Use the tool to put/keep pressure on it then apply heat. No need to use penetrating oil which is unlikely to help 'press fit' components anyway ....or wail on the part with a hammer which I see someone has done to your control arm. The ball joint for the lower control arms comes out more easily.

Good work, you persevered.
 
Yep,

Use the tool to put/keep pressure on it then apply heat. No need to use penetrating oil which is unlikely to help 'press fit' components anyway ....or wail on the part with a hammer which I see someone has done to your control arm. The ball joint for the lower control arms comes out more easily.

Good work, you persevered.

Thanks! The marks on the UCA are from when I got frustrated with the snap ring. Couldn’t find the correct “duck bill” style circlip pliers anywhere locally and eventually resorted to taking it out with my biggest pry bar. Not my finest decision perhaps but I had already sank several hours into it at that point and was desperate.... Should have slipped a piece of wood in there but hindsight is 20/20.
 
This is a timely thread for me, one of my uppers just started squawking. Will be ordering 555s upper and lower and will be sure to have a torch on hand. Thanks
 
Thanks! The marks on the UCA are from when I got frustrated with the snap ring. Couldn’t find the correct “duck bill” style circlip pliers anywhere locally and eventually resorted to taking it out with my biggest pry bar. Not my finest decision perhaps but I had already sank several hours into it at that point and was desperate.... Should have slipped a piece of wood in there but hindsight is 20/20.

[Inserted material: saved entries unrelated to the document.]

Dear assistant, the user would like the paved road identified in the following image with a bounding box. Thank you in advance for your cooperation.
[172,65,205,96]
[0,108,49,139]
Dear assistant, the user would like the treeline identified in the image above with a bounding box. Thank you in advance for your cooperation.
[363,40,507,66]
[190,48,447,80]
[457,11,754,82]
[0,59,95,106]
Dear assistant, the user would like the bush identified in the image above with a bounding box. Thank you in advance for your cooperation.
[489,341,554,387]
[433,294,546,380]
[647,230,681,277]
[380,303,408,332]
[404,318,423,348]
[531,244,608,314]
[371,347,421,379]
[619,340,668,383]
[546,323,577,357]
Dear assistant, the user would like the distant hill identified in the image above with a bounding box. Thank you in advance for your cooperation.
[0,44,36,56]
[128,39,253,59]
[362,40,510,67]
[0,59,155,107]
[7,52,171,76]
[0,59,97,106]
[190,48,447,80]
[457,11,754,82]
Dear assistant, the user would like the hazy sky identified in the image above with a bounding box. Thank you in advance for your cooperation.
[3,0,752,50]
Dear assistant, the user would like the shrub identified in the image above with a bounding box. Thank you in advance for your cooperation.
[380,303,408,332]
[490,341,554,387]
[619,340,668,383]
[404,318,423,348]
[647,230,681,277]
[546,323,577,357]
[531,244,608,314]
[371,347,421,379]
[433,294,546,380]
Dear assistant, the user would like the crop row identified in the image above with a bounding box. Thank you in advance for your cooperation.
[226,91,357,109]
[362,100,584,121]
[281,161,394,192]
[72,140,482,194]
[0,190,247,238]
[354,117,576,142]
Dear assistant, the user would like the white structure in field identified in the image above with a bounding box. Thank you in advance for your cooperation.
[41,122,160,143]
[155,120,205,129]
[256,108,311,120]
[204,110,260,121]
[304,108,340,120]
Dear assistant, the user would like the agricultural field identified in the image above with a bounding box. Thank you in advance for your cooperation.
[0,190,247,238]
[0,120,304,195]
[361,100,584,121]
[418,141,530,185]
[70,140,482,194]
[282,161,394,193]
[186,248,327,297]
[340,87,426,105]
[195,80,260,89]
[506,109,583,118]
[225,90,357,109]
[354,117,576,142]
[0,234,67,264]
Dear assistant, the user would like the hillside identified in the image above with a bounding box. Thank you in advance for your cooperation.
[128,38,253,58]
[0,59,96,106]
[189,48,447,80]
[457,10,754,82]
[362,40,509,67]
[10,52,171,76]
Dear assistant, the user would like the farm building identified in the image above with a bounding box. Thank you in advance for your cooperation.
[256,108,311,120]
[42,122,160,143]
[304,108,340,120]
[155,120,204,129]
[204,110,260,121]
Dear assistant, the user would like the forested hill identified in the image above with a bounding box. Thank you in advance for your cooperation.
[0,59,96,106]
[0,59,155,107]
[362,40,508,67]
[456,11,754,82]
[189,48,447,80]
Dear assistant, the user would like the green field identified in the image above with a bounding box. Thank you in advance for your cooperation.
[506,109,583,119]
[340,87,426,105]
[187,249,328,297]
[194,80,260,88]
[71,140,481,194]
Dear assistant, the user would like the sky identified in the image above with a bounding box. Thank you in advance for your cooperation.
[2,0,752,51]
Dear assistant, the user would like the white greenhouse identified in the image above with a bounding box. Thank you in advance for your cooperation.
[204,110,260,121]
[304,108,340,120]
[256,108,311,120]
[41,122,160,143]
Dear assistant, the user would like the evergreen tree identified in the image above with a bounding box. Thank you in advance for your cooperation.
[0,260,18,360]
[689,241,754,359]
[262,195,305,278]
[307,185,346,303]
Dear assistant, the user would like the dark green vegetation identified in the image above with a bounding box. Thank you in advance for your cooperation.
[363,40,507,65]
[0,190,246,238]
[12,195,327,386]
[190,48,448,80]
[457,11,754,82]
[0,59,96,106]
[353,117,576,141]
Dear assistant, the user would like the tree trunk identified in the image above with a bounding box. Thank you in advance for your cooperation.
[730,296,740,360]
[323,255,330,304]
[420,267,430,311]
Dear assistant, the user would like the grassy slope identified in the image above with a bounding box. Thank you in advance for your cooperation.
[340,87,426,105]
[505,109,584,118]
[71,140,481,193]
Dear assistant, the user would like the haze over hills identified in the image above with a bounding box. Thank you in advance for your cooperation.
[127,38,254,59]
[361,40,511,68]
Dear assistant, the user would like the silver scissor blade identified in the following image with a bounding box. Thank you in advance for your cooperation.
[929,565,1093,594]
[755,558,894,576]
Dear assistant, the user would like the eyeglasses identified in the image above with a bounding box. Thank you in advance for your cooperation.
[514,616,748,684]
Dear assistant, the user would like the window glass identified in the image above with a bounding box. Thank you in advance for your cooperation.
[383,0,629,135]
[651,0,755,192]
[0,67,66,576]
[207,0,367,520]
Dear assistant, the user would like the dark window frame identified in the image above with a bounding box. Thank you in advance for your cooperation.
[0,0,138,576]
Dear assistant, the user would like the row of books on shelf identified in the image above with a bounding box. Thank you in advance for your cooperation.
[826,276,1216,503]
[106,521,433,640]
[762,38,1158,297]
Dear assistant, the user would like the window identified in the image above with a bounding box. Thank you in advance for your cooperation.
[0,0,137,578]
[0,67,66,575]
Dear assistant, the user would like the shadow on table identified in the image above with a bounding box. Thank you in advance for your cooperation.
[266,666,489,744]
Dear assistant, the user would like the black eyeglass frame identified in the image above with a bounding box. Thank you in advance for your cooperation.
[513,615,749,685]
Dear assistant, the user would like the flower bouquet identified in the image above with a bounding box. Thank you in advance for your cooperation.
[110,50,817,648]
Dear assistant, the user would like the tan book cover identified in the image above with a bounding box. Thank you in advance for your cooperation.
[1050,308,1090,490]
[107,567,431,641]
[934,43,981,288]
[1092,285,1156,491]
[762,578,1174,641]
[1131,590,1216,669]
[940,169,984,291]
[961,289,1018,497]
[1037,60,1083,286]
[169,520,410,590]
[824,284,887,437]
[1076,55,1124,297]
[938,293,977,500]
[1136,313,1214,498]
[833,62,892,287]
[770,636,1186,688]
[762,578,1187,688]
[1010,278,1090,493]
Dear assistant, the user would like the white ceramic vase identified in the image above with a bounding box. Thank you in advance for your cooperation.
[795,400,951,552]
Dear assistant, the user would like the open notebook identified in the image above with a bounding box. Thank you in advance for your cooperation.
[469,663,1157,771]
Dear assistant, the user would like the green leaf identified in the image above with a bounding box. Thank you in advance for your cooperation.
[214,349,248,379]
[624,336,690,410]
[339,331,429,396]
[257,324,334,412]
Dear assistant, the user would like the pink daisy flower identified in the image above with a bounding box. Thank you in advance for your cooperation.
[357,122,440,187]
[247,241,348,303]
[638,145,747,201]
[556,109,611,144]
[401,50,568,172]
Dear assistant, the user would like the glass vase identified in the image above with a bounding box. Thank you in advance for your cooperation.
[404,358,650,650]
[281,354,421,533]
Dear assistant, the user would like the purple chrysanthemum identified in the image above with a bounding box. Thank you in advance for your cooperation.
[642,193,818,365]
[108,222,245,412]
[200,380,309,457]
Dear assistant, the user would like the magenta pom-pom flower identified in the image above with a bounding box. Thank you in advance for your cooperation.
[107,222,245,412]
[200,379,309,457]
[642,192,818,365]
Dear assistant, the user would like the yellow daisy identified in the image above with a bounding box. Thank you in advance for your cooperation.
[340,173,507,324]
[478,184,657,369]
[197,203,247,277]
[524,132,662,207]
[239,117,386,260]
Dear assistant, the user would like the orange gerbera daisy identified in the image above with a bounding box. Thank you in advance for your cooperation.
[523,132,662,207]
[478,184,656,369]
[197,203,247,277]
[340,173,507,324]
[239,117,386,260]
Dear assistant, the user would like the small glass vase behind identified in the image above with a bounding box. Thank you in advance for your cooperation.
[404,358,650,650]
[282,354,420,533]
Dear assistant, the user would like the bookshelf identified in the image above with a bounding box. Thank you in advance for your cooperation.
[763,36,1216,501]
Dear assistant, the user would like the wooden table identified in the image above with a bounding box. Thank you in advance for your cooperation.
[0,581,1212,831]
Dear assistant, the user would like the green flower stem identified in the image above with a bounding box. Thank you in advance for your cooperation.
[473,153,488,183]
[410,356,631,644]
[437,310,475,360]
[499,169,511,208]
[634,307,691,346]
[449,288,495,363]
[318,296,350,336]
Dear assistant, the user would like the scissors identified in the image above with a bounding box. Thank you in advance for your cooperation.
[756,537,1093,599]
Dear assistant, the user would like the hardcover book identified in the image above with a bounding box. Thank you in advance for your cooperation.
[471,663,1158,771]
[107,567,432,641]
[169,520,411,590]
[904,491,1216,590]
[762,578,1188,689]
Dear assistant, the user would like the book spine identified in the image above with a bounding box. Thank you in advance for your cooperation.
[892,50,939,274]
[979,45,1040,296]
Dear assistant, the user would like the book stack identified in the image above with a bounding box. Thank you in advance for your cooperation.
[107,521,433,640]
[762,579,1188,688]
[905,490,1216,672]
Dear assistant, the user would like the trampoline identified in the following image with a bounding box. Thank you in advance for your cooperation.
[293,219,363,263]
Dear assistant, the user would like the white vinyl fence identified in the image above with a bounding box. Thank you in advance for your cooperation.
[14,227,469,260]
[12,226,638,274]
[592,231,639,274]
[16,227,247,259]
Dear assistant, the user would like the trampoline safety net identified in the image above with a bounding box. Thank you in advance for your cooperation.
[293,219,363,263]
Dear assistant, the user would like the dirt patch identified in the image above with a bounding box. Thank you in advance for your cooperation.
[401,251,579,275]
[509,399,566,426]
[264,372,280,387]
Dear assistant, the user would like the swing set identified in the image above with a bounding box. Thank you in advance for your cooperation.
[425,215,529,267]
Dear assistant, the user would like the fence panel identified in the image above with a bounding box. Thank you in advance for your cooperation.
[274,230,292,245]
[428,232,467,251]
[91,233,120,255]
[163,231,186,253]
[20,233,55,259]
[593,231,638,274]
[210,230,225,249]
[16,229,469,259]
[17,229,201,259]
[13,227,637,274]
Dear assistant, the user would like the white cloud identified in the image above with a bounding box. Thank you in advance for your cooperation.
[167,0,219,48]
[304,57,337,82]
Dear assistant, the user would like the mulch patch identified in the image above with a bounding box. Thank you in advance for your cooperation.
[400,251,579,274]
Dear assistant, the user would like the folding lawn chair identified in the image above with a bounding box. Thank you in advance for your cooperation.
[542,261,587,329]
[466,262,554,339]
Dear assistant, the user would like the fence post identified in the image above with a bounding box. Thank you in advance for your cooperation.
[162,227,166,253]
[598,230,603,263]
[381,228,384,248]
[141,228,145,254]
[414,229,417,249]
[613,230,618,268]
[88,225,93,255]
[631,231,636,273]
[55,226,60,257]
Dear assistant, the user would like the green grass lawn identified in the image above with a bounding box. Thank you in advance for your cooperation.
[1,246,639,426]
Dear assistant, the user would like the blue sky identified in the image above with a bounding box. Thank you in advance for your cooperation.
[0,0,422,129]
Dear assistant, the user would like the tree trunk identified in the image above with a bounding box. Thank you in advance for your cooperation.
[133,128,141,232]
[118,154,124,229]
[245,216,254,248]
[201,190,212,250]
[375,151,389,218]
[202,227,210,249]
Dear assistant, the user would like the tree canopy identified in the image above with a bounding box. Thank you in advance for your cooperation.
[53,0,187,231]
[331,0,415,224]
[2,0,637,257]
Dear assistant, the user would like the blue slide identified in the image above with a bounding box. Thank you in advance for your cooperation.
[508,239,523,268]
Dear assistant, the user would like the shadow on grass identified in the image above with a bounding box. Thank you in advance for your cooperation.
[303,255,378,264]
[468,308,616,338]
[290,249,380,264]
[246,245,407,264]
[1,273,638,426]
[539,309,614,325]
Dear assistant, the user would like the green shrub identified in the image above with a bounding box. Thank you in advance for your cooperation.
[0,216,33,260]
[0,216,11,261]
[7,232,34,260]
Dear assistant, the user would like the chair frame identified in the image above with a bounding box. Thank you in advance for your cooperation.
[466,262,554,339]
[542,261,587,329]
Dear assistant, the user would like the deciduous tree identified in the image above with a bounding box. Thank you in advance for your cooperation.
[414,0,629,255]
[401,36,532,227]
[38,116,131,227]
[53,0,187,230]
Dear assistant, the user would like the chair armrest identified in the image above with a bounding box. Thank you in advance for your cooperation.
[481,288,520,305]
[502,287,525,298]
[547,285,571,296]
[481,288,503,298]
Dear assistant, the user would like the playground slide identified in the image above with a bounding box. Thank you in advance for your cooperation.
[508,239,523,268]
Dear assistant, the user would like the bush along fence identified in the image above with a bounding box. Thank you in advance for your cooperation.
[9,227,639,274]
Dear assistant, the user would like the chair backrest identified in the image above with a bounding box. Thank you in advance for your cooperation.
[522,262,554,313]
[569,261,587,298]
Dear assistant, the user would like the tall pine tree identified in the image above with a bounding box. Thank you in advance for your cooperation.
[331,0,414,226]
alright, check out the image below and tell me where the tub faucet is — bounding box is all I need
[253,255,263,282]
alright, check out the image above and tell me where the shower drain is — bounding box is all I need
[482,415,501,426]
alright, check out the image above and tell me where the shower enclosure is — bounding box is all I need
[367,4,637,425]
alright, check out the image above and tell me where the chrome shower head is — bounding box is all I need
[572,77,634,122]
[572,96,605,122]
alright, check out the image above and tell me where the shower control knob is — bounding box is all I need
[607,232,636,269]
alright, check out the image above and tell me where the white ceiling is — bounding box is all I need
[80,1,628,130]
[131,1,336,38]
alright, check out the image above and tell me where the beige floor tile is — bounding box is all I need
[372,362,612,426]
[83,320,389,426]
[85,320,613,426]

It can by 'trying' at times, believe me.....I know. ;)

Good to walk away from it for a few minutes sometimes. Regroup, have a cold beer, mount another attack.

Dos Equis XX.jpg
 
I have a rusty northeast truck, I ALWAYS have an angle grinder handy

Sounds about right. This video gives a good idea of what’s required for the job.

 
The uca bushings could lets say be worn out by 20% and if so there is no test that i’m aware of to determine if they’ve failed because they are still working. If they’re 70% worn out I assume you could notice play when you pushed and pulled on the ball joint end of the uca but maybe not.

In my case, I bot replacement bushings and had a local front end shop press out the old and press in the new but my advice is to buy the new yota uca and save the time and effort that I donated to that project.
 
The uca bushings could lets say be worn out by 20% and if so there is no test that i’m aware of to determine if they’ve failed because they are still working. If they’re 70% worn out I assume you could notice play when you pushed and pulled on the ball joint end of the uca but maybe not.

In my case, I bot replacement bushings and had a local front end shop press out the old and press in the new but my advice is to buy the new yota uca and save the time and effort that I donated to that project.

I'm sure the bushings integrity will vary with use (one vehicle to another). I didn't feel any detectable 'movement' in mine prior to removing the control arms.

But once the arms are out...if you take a 3/8" extension (about 12" long), insert it into the sleeve that the bolt had been in and crank it around....you'll quickly see and feel if the rubber is softened or fatigued.

All of mine, except for the lower #2's were pretty 'tired'. The new ones....when installed were markedly more rigid.
 
Maybe a stupid question, but how do you know if your lower ball joints are failing? I know my uppers are pretty hosed (torn boots, squeaking loudly) and I am going to go with new arms vs ball joints/bushings but I am having a hard time stomaching the cost of all four at once. But I also don't want to do two alignments.
 
Put a pry bar up to the lower ball joint. If there's any movement, you're on borrowed time.

If it squeaks, it's bad. If the boots busted, it's bad.